1. CONHECIMENTO DA APELAÇÃO CÍVEL

 De saída, verifica-se que a admissibilidade da presente Apelação Cível deve ser analisada tendo em vista o cumprimento dos requisitos previstos no Código de Processo Civil de 2015, vigente à época da interposição recursal.

 Os pressupostos extrínsecos de admissibilidade recursal encontram-se presentes no caso em tela, uma vez que a Apelação é tempestiva, atende aos requisitos de regularidade formal e o preparo não foi recolhido em razão da concessão da justiça gratuita no primeiro grau.

 Da mesma forma, presentes os pressupostos intrínsecos de admissibilidade, pois: a) a Apelação é o recurso cabível para atacar a decisão impugnada; b) a parte Apelante possui legitimidade para recorrer; e c) há interesse recursal para o apelo.

 Assim, presentes os pressupostos extrínsecos e intrínsecos de admissibilidade recursal, conheço do recurso.


2. FUNDAMENTAÇÃO

 Conforme supracitado, in casu, a controvérsia cinge-se acerca da existência (ou não) de flagrante ilegalidade na questão de n°15 da prova tipo “A” do concurso para o Cargo de Soldado da Polícia Militar do Piauí, passíveis de anulação pelo poder judiciário.

 Sobre o tema, importa registrar que o Supremo Tribunal Federal, em regime de repercussão geral (Tema 485), fixou a tese de que: “não compete ao Poder Judiciário substituir a banca examinadora para reexaminar o conteúdo das questões e os critérios de correção utilizados, salvo ocorrência de ilegalidade ou de inconstitucionalidade”.


Recurso extraordinário com repercussão geral. 2. Concurso público. Correção de prova. Não compete ao Poder Judiciário, no controle de legalidade, substituir banca examinadora para avaliar respostas dadas pelos candidatos e notas a elas atribuídas. Precedentes. 3. Excepcionalmente, é permitido ao Judiciário juízo de compatibilidade do conteúdo das questões do concurso com o previsto no edital do certame. Precedentes. 4. Recurso extraordinário provido. (STF, RE 632853, Rel. Min. GILMAR MENDES, Tribunal Pleno, julgado em 23/04/2015, ACÓRDÃO ELETRÔNICO REPERCUSSÃO GERAL - MÉRITO DJe-125 DIVULG 26-06-2015 PUBLIC 29-06-2015, negritou-se).

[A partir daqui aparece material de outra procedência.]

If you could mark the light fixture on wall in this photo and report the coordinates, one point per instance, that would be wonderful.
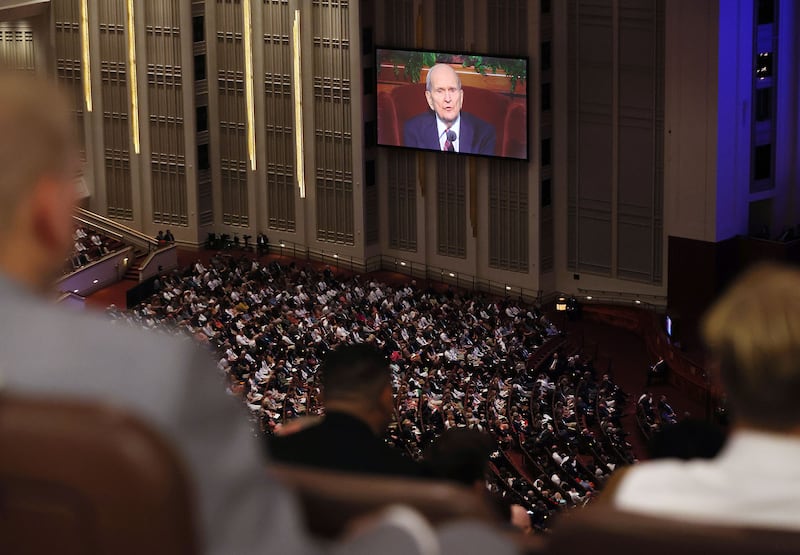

Assim, no julgamento do RE 632853, o Supremo Tribunal Federal, em voto da lavra do Min. GILMAR MENDES, fixou o entendimento de que “não compete ao Poder Judiciário, no controle de legalidade, substituir a banca examinadora para avaliar respostas dadas pelos candidatos e notas a eles atribuídas”, mas, “excepcionalmente, é permitido ao Judiciário juízo de compatibilidade do conteúdo das questões do concurso com o previsto no edital do certame” (STF, Tribunal Pleno, RE 632853, Rel. Min. GILMAR MENDES, julgado em 23.04.2015, Repercussão Geral – Mérito. DJe 125, 29.06.2015).

Em outras palavras, de forma excepcional, havendo flagrante ilegalidade de questão objetiva ou subjetiva de prova de concurso público, bem como ausência de observância às regras previstas no Edital, a exemplo da vinculação ao conteúdo programático previsto, tem-se admitido sua anulação pelo Judiciário por ofensa ao princípio da legalidade e da vinculação ao edital.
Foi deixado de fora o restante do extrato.